After our tour of Mumbai, we went to see a delightfully ridiculous Bollywood film called
Dhoom 3, which was
Moulin Rouge meets
The Prestige via
Bad Boys. We couldn't understand any of the Hindi dialogue, but this mostly wasn't a problem. (Sample dialogue for the Americans: EVIL BANKER: "Who's robbing my bank?" BLONDE FEMALE COP: "It's a thief, sir.")
This was taken at Elephanta Island -- a historic site about six miles off the coast of Mumbai (with no elephants, for the record) -- and the litter was unfortunately very typical of everywhere we went in India. . . .
But then, so was the wonder I felt on seeing this, also on Elephanta -- a relief sculpture of the god Shiva, deep in a cave, radiating peace, and carved in the sixth century A.D. -- easily one of the oldest, most awe-inspiring places I've ever been. If we ever return to India, as we hope to do someday, I want to visit more sculpture caves like this.
Always good advice.
From Mumbai, we flew to Kerala, the state at the southwestern tip of the subcontinent known as "God's Own Country" -- and if you told me the Garden of Eden was located there, I would believe you. We stayed for three nights at a cardamom plantation in the mountains near Thekkady.
One day we took a three-hour nature trek through the Periyar Nature Reserve, where we saw this mama and baby elephant feeding in the wild. We also saw an awesome demonstration of
kalaripayattu, which thrilled me especially, as it's the martial art that Ash Mistry learns in
The Savage Fortress and
The City of Death.
Then we descended to the coast, where we spent a delicious night on a houseboat in the backwaters. I got up at six a.m. and watched the sun rise from our deck, along with thousands of talkative waterbirds.

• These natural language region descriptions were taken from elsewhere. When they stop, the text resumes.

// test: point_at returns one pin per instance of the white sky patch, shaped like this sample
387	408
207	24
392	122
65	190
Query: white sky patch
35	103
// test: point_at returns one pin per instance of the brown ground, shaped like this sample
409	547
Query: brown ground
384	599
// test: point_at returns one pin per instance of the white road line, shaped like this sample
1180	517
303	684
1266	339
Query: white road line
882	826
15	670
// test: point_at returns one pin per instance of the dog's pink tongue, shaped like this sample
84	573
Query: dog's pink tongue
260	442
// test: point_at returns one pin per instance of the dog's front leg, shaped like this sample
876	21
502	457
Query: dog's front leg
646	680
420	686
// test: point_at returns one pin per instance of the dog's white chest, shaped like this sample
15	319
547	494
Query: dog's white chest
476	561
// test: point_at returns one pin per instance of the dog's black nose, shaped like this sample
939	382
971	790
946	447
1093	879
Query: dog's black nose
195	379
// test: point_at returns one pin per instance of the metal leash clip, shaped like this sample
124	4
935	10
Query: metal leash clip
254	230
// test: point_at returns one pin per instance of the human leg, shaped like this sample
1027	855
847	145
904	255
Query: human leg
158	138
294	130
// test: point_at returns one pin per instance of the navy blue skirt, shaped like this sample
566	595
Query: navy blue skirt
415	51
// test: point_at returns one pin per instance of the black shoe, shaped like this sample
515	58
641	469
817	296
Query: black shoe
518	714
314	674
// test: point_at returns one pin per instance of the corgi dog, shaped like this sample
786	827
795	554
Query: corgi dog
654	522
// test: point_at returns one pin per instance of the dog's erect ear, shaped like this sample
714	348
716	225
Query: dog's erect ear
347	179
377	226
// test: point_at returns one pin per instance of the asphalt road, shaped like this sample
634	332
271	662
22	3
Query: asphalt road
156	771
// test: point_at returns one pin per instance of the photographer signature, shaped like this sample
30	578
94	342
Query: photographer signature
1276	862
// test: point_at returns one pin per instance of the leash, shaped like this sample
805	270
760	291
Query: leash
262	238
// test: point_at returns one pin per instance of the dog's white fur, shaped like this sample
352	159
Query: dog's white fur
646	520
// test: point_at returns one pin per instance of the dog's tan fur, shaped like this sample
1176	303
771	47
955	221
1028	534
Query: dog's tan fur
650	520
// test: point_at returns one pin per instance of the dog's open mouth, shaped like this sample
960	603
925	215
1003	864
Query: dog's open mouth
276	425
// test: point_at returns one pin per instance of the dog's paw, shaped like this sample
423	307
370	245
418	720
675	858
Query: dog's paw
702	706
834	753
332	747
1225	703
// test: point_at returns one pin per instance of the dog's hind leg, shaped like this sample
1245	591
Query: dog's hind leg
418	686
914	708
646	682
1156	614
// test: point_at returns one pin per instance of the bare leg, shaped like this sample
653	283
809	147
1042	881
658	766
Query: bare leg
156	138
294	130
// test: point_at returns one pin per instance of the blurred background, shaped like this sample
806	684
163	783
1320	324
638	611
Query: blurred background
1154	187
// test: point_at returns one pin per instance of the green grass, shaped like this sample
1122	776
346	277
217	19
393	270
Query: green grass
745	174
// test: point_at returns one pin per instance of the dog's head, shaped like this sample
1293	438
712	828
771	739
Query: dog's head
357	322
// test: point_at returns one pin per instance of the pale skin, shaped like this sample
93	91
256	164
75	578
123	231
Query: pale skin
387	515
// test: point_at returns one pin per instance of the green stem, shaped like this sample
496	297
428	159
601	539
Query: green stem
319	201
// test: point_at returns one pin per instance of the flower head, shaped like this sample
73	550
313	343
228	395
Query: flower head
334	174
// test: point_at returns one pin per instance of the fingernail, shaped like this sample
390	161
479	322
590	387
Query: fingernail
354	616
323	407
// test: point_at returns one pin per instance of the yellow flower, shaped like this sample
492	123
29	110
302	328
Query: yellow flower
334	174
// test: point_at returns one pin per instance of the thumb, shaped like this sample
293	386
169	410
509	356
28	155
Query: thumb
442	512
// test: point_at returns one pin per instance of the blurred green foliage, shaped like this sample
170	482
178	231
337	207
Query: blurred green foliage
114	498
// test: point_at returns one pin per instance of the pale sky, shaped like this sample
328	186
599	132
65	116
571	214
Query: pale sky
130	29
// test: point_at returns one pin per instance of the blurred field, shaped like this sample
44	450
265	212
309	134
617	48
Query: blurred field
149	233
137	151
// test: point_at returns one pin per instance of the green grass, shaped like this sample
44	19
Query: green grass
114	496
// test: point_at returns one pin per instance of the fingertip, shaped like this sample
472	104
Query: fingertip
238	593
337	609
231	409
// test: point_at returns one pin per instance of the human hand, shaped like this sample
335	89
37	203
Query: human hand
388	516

On our last leg of the trip, we went to Mysore, where we visited the palace and zoo, and stayed in another palace, the
Lalitha Mahal:
Yeah, I could eat breakfast here every morning.
And our last activity of the journey was visiting a friend's digital animation company in Bangalore -- on the nineteenth floor of an anonymous office building, the lights off and the windows covered in shades, three hundred animators at rows of flatscreen computers carefully sculpting a nose here, a gesture there. That, too, is India.
As a honeymoon, it was not the easiest: I have never been on a trip that thrust my extreme privilege as a white American, and how easy I
do have it, and how intractable the world's problems are, so much in my face over and over again. I keep turning those issues over back in my New York bubble -- where we have so little history, comparatively; where I can drink the water -- and I am not sure where to start. But as a personal experience, I learned so much, and did so much, and rested and read so much, and saw so much, so that I felt sometimes like nothing but a pair of eyes -- and ate so much, as oh my goodness, the
food, the FOOD -- we have no sense of how to cook vegetables here, really, and I could also happily eat Indian food (especially Southern) at every meal for the rest of my life. And I haven't mentioned the tea plantations or the security, the cement advertisements or the languages, the milk scammers in Mumbai or James's obsession with
Shantaram, the ways in which their environmental adaptations are ahead of ours, our wonderful friends in Delhi or the boat ride in Udaipur or praying in a temple and all the other monkeys we saw . . .
It was everything I hoped it would be -- a wonderful, challenging trip that stretched my mind in the best ways. And I am so very grateful for it, and for the husband who planned it; and everything goes on.